What they claim: Apple provides a "Share Device Analytics" toggle allowing users to opt out of data collection from Apple apps, consistent with its privacy-first brand.
What we found: A California class action lawsuit alleged Apple collected data from its in-house apps -- App Store, Apple Music, and Apple News -- even after users disabled "Share Device Analytics." The court ruled in Apple's favour, finding that no reasonable consumer would expect zero data collection when using Apple's own apps. The ruling effectively established that Apple's opt-out toggle doesn't mean what users think it means. Separately, the Ranking Digital Rights project -- which gave Apple the highest privacy score of any platform evaluated -- found that Apple "remained largely opaque about its use of algorithms and failed to provide effective information on how its content curation algorithms work." Apple also "remained silent on how it infers user information." The privacy leader's own toggle doesn't stop collection, and the most respected privacy evaluator says Apple won't explain how it infers information about users.

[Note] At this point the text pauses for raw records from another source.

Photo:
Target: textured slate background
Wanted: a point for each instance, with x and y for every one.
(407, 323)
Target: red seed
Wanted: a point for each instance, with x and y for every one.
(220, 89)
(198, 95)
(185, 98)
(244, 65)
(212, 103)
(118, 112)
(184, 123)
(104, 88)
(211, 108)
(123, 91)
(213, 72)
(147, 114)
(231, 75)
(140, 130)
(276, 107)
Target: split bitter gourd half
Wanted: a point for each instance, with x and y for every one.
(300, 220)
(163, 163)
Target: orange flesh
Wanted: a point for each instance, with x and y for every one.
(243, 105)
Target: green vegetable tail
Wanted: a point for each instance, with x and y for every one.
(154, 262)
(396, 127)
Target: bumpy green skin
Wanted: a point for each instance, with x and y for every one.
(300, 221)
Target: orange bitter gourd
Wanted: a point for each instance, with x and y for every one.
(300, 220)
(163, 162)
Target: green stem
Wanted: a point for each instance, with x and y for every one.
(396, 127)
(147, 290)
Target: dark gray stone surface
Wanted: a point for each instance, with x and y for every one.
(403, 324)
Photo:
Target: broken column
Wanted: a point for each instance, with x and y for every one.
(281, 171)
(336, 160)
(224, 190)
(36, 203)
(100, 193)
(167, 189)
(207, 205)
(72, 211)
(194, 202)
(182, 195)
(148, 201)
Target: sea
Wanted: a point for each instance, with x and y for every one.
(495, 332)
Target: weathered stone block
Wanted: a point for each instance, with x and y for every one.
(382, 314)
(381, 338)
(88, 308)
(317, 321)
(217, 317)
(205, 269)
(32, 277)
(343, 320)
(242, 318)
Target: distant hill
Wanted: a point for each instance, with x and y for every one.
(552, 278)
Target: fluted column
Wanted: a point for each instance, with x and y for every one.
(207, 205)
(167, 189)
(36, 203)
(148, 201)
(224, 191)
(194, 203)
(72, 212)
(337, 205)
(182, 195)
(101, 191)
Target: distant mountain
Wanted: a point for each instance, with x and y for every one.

What they claim: Apple News presents "Top Stories" and "Trending Stories" as editorially curated news selections, providing users with important and relevant journalism.
What we found: AllSides media bias analysis, consistent from 2023 through 2026, found that Apple News's hand-curated "Top Stories" and "Trending Stories" featured 50% left-leaning sources and only 2% right-leaning sources. This is not algorithmic -- Apple editors choose these stories. Apple does not disclose its editorial standards, selection criteria, or political methodology. One hundred twenty-five million Americans receive Apple News as a pre-installed app. Apple's editorial team shapes what those Americans see first when they check the news. The political composition of that editorial selection is measurable but unexplained. Apple functions as the largest news editor in America -- reaching more people than any newspaper, network, or social media feed -- without any of the editorial transparency or accountability that traditional media provides.